Microsoft SQL Server 2019 Big Data Clusters combines and instance of the Microsoft SQL Server 2019 relational database with an instance of the Apache Spark in-memory computing framework and the Hadoop Distributed File System (HDFS) to run Big Data applications on a Kubernetes cluster either in a local data center or public cloud. Microsoft SQL Server 2019 Big Data Clusters provides a single interface through which organizations can take advantage of a virtual data layer, also known as a data hub, to access both structured and unstructured data where it resides without having to move data between databases.
Jobi George, general manager for StreamSets Cloud, says StreamSets in alliance with Microsoft will enable IT teams to design and operationalize data pipelines for Big Data workloads using visual tools without having to write code.
Rather than relying on legacy extract, transform and load (ETL) tools, the StreamSets DataOps makes it easier for IT teams to ingest and process data at scale from a wide variety of data sources, says George.

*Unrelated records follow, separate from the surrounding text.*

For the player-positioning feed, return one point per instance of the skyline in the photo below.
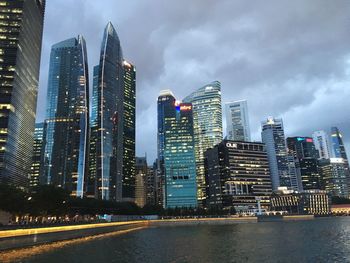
(248, 51)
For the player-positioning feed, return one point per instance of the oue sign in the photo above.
(231, 145)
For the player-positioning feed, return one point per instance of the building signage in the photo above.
(231, 145)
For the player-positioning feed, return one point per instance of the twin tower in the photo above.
(90, 149)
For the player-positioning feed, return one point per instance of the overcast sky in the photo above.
(289, 59)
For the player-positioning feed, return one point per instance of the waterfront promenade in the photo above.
(21, 238)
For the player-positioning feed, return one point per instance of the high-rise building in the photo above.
(237, 121)
(165, 105)
(237, 173)
(106, 158)
(305, 157)
(129, 116)
(67, 117)
(207, 121)
(140, 181)
(321, 141)
(37, 169)
(338, 147)
(334, 177)
(176, 133)
(273, 136)
(21, 28)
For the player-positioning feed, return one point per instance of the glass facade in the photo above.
(321, 141)
(305, 157)
(237, 121)
(338, 144)
(236, 174)
(273, 136)
(67, 117)
(21, 28)
(207, 127)
(165, 107)
(178, 152)
(129, 131)
(37, 169)
(106, 158)
(334, 177)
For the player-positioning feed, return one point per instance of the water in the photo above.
(320, 240)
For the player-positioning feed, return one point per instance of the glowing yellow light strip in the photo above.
(18, 254)
(43, 230)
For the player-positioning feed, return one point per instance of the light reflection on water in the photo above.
(320, 240)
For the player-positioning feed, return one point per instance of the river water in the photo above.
(319, 240)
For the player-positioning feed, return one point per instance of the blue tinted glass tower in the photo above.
(21, 28)
(207, 127)
(106, 157)
(67, 115)
(178, 154)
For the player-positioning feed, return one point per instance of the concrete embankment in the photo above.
(20, 238)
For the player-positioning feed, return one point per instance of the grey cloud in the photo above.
(287, 58)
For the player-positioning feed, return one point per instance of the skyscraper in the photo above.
(106, 158)
(237, 121)
(321, 141)
(178, 152)
(338, 147)
(334, 177)
(165, 104)
(207, 127)
(67, 117)
(273, 136)
(21, 28)
(129, 103)
(237, 173)
(37, 169)
(305, 157)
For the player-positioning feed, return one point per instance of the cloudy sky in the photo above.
(289, 59)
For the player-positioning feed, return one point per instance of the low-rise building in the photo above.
(310, 202)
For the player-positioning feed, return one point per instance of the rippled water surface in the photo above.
(320, 240)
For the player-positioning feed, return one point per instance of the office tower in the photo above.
(237, 121)
(334, 177)
(106, 157)
(175, 132)
(151, 186)
(237, 173)
(140, 181)
(37, 169)
(165, 105)
(338, 147)
(129, 121)
(273, 136)
(21, 28)
(207, 127)
(67, 117)
(305, 156)
(321, 141)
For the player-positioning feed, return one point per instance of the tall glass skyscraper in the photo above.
(321, 141)
(305, 157)
(106, 158)
(207, 127)
(237, 121)
(338, 144)
(67, 117)
(273, 136)
(21, 28)
(129, 131)
(37, 169)
(176, 147)
(165, 105)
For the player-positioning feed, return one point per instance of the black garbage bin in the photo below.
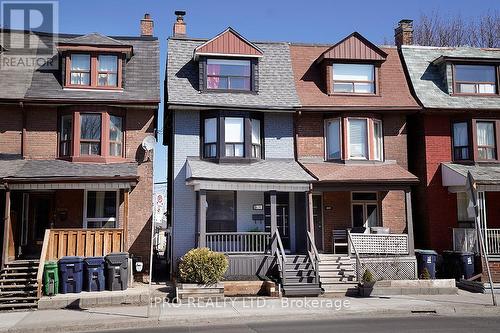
(94, 274)
(426, 259)
(458, 265)
(117, 271)
(71, 273)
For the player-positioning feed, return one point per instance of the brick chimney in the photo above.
(180, 25)
(403, 34)
(147, 25)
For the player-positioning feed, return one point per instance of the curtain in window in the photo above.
(333, 139)
(357, 138)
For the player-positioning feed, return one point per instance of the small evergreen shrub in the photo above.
(202, 266)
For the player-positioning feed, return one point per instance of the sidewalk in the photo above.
(244, 309)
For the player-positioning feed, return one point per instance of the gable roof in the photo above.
(228, 43)
(431, 79)
(354, 47)
(141, 72)
(310, 83)
(276, 85)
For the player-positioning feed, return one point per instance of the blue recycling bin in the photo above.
(93, 274)
(426, 259)
(71, 274)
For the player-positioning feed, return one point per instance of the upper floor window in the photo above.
(91, 70)
(354, 78)
(486, 142)
(364, 139)
(237, 137)
(98, 136)
(228, 74)
(475, 79)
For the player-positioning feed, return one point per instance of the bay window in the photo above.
(475, 79)
(461, 141)
(228, 74)
(486, 138)
(363, 139)
(353, 78)
(234, 136)
(101, 209)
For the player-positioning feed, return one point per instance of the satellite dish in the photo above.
(148, 143)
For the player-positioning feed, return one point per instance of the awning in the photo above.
(387, 175)
(267, 175)
(454, 176)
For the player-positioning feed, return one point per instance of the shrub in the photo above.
(202, 266)
(368, 277)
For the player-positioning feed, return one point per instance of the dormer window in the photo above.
(228, 74)
(353, 78)
(475, 79)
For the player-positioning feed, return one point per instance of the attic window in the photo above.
(228, 74)
(354, 78)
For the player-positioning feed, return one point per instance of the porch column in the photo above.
(274, 218)
(310, 215)
(6, 228)
(202, 218)
(125, 218)
(409, 222)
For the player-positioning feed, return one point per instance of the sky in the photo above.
(322, 21)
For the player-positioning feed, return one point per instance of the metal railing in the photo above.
(313, 254)
(238, 242)
(380, 244)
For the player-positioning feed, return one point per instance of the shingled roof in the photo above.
(276, 85)
(431, 82)
(141, 72)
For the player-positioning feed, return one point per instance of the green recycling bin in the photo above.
(50, 278)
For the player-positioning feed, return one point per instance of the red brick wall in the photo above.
(11, 124)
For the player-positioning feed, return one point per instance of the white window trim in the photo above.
(348, 145)
(365, 213)
(111, 219)
(325, 137)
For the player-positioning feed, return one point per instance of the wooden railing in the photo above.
(59, 243)
(379, 244)
(238, 242)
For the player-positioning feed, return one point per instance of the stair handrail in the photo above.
(41, 264)
(358, 258)
(280, 256)
(313, 254)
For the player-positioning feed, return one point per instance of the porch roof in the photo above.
(388, 173)
(487, 177)
(269, 174)
(20, 173)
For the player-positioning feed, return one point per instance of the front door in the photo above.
(282, 216)
(36, 217)
(318, 221)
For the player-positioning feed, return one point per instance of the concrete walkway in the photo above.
(241, 309)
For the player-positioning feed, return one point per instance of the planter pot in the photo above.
(194, 293)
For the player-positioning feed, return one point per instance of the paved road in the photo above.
(427, 324)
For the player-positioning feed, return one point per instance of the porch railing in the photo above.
(59, 243)
(377, 244)
(238, 242)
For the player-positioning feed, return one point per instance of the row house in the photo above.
(74, 178)
(290, 158)
(456, 133)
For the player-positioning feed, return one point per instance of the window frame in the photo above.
(455, 83)
(365, 203)
(94, 71)
(353, 92)
(86, 219)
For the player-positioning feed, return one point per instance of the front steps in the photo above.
(337, 275)
(300, 277)
(18, 285)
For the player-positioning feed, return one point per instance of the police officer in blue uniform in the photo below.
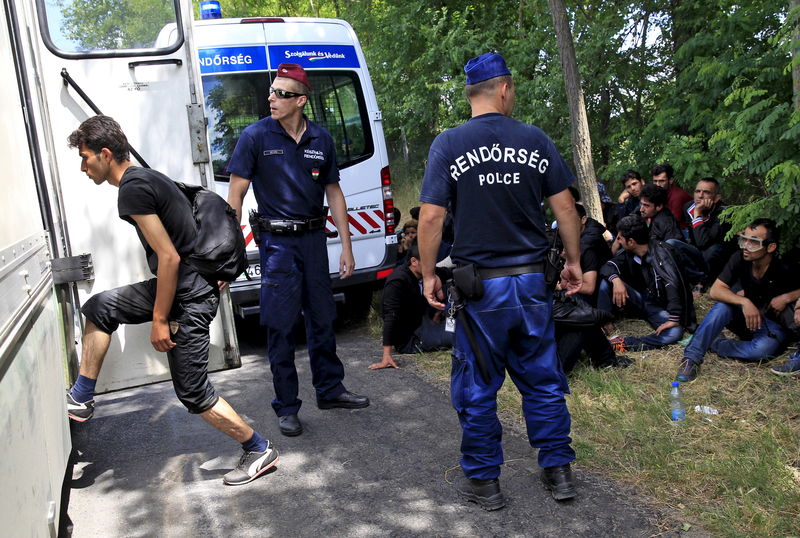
(496, 172)
(292, 164)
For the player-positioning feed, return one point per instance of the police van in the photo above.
(237, 60)
(61, 240)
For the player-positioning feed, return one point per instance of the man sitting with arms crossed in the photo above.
(751, 292)
(647, 276)
(706, 232)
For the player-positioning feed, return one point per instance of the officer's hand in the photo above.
(620, 292)
(159, 336)
(432, 290)
(346, 264)
(752, 317)
(571, 278)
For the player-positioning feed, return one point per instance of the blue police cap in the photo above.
(487, 65)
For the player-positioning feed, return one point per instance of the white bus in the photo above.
(238, 58)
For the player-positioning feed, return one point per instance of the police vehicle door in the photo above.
(134, 62)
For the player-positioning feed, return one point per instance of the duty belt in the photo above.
(512, 270)
(291, 226)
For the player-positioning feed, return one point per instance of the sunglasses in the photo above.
(283, 94)
(752, 244)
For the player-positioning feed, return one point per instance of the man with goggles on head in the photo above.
(751, 292)
(292, 164)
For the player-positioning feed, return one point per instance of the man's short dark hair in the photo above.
(661, 168)
(711, 180)
(487, 86)
(630, 174)
(634, 227)
(654, 194)
(773, 234)
(100, 132)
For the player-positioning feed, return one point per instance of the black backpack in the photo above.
(219, 250)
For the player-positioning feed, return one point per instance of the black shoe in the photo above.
(484, 492)
(559, 481)
(290, 425)
(79, 412)
(347, 400)
(687, 372)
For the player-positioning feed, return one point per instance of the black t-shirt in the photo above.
(776, 281)
(143, 191)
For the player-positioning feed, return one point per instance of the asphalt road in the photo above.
(147, 468)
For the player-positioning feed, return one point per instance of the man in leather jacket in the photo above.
(647, 278)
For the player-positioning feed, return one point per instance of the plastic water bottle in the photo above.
(676, 403)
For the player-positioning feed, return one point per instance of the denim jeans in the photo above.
(649, 310)
(765, 342)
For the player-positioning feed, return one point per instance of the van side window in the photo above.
(336, 102)
(104, 28)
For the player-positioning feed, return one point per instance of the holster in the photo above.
(468, 282)
(255, 226)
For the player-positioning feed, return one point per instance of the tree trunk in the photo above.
(794, 7)
(581, 141)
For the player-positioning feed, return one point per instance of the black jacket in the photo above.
(660, 276)
(664, 226)
(403, 307)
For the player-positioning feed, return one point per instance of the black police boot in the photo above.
(484, 492)
(559, 481)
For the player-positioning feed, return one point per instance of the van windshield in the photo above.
(336, 103)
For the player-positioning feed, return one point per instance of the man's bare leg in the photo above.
(95, 347)
(224, 418)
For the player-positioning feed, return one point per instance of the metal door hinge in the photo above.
(72, 269)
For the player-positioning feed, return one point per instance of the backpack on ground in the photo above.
(219, 250)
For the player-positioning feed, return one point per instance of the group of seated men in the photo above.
(666, 245)
(660, 251)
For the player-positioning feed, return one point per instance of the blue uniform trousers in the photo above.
(294, 275)
(514, 328)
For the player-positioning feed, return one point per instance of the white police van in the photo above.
(237, 60)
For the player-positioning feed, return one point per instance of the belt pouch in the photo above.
(469, 282)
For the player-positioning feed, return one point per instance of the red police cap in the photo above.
(295, 72)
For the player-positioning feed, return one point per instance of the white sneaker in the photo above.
(251, 466)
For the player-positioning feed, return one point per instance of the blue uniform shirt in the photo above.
(288, 178)
(496, 172)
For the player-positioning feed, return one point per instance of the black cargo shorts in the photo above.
(189, 325)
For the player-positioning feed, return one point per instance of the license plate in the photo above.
(253, 271)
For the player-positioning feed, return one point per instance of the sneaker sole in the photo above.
(342, 406)
(259, 473)
(495, 502)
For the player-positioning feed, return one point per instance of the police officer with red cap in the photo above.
(496, 172)
(291, 162)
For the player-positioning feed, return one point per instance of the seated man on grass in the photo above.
(646, 278)
(408, 324)
(751, 293)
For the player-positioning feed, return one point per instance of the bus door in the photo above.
(133, 61)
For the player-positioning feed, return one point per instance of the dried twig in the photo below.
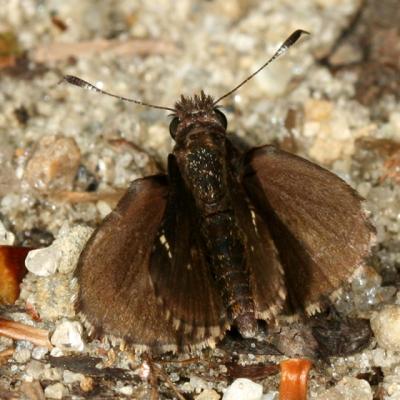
(61, 51)
(18, 331)
(294, 376)
(88, 197)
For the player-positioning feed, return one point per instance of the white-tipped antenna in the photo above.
(74, 80)
(292, 39)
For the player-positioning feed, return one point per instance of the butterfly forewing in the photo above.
(316, 220)
(115, 295)
(266, 274)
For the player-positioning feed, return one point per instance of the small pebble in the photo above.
(243, 388)
(54, 164)
(271, 396)
(126, 390)
(208, 394)
(22, 355)
(39, 352)
(35, 369)
(68, 336)
(56, 391)
(7, 238)
(86, 384)
(71, 377)
(43, 262)
(386, 327)
(348, 389)
(197, 383)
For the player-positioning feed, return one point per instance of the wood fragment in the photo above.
(18, 331)
(88, 197)
(61, 51)
(294, 377)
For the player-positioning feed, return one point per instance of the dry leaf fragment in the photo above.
(18, 331)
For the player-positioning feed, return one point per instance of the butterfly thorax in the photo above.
(203, 161)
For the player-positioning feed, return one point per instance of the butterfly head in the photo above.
(198, 111)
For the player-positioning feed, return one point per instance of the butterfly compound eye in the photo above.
(173, 126)
(221, 117)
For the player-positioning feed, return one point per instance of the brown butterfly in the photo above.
(222, 240)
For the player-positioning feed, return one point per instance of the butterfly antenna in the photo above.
(74, 80)
(291, 40)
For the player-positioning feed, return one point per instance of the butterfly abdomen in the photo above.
(227, 258)
(204, 169)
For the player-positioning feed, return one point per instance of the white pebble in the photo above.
(7, 238)
(22, 355)
(348, 389)
(71, 377)
(271, 396)
(104, 208)
(243, 388)
(67, 336)
(43, 262)
(39, 352)
(126, 390)
(386, 327)
(208, 394)
(56, 391)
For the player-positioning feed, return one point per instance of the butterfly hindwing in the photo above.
(116, 296)
(316, 220)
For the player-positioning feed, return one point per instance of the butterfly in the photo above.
(224, 238)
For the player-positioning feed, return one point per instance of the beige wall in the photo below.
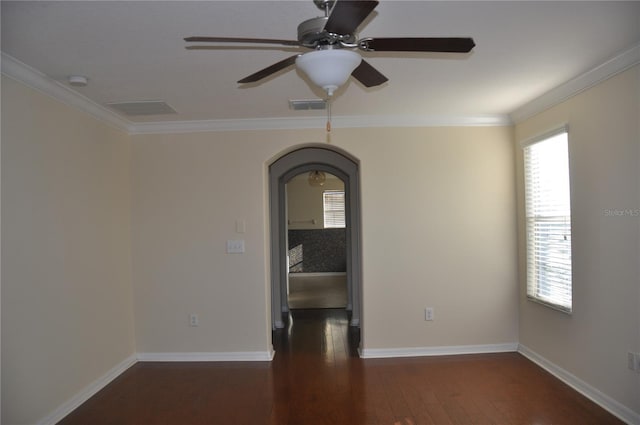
(438, 230)
(67, 315)
(604, 143)
(305, 202)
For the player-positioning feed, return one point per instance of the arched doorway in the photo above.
(305, 159)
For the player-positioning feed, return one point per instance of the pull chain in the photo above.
(328, 102)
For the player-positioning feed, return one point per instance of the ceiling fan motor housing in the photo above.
(311, 33)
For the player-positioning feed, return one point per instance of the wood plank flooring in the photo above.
(316, 378)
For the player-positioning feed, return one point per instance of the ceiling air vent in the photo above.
(307, 104)
(143, 107)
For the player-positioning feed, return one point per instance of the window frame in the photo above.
(535, 267)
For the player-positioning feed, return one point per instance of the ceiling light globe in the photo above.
(330, 68)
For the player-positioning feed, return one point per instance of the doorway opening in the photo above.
(332, 161)
(316, 242)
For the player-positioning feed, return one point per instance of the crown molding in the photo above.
(35, 79)
(298, 123)
(613, 66)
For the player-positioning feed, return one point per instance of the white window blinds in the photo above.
(548, 220)
(333, 208)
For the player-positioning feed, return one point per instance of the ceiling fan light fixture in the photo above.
(329, 69)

StreamSets has designed it’s approach to DataOps to foster agility using many of the same principles advanced by DevOps practitioner, adds George. Rather than waiting weeks for a database administrator to construct a schema to expose a set of data pipelines, DataOps enables data pipelines to be created much faster, notes George. That approach will also IT teams responsible for managing data to keep pace with increased demand for access to data coming from developers that have embraced DevOps to accelerate the rate at which applications are being developed, adds George.
The DataOps platform from StreamSets also provides the monitoring tools IT organizations require to instrument the entire DataOps process, says George.
It’s not clear yet to what degree organizations will formally embrace DataOps processes. It’s clear organizations, especially as they embrace artificial intelligence (AI) applications will need to manage massive amounts of data more efficiently. However, the degree to which they will simply embrace a new platform that comes with embedded tools for managing that data versus making a conscious decision to embrace a set of well-defined DataOps practices is going to vary widely.
Whatever the path selected, existing platforms for managing data are not up to the task at hand. More organizations are embracing data hubs and data virtualization to derive as much value from their data as possible. As data becomes managed like a business asset, the need to be able to analyze structured and unstructured data simultaneously becomes quickly apparent. StreamSets, which supports multiple Big Data platforms, is betting organizations will want to apply a single set of processes for managing data across all the Big Data platforms they may have on-premises or in the cloud.
None of this means the need for storage administrators or database administrators is going away any time soon. However, the nature of the tasks those individuals perform in this next era of Big Data will be considerably different from here on out.